If, after two years, you still need to micromanage an agent, that is the time to consider replacing them. If you keep mediocre producers on your sales team, your team will never improve. Keep raising the bar and replace marginal people.
Nothing will motivate your sales team more than to see familiar faces replaced. You’ll be amazed at the reactions and surprised at how people buckle down because of such leadership.
They have to trust you for this to work, and that takes time to create. Agents have to feel safe confiding in you. If they aren’t willing to be open with you, it’s because they think you’re not available to them or worse, that you don’t care about them.
Be open; be honest; be vulnerable and empathic. Most salespeople’s egos are fragile, and they need to feel good; they need to win and feel successful. A good manager’s goal is to find a way for agents to feel like winners!
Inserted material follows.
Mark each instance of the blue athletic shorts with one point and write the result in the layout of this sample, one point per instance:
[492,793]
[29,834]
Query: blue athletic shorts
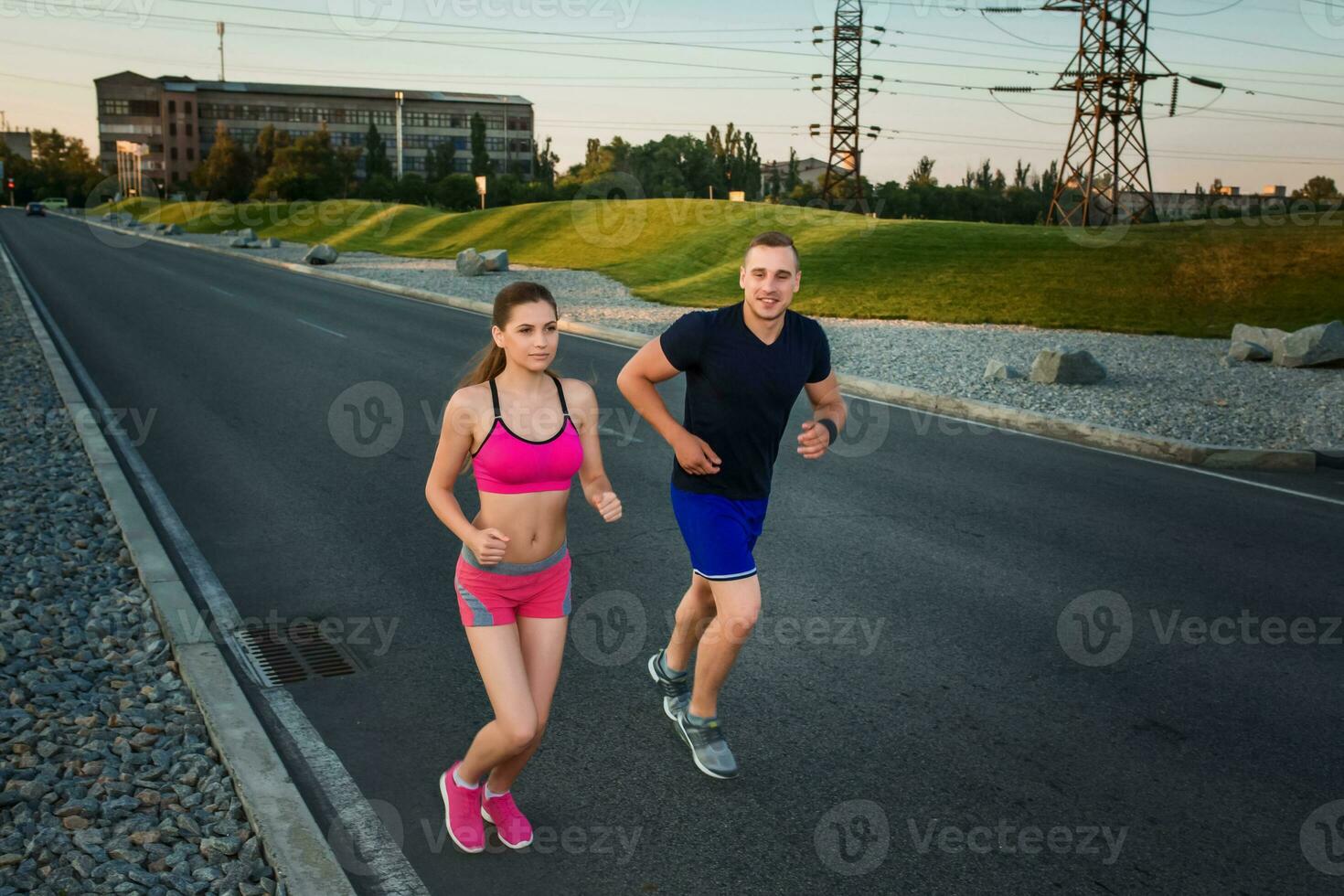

Look your people in the eyes and, one on one, tell them you'll be micromanaging them. It is demeaning and disrespectful to micromanage intelligent people, but you have to do it to sort out which ones can perform independently and which ones won't.
Stick to your guns and review the following seven points at the beginning of each Performance and Projection Accountability meeting:
- Help them identify their 90-day financial needs.
- Help them set their sales objectives based on their needs.
- Celebrate their wins! They have to experience success to get that winning feeling.
- Get them to "buy in" to the fact that your job is to micromanage them for six months to a year.
- Tell them your expectations for them and their work ethic.
- Help them grow and learn the skills top producers use.
- Hold them accountable for their actions and the way they spend their time.
Your job isn't to be popular, but to be respected. Your job is to help your salespeople win and become more productive. They want to make more sales and earn more money to provide for their families and feel good about themselves. Attitude is everything. Their attitude!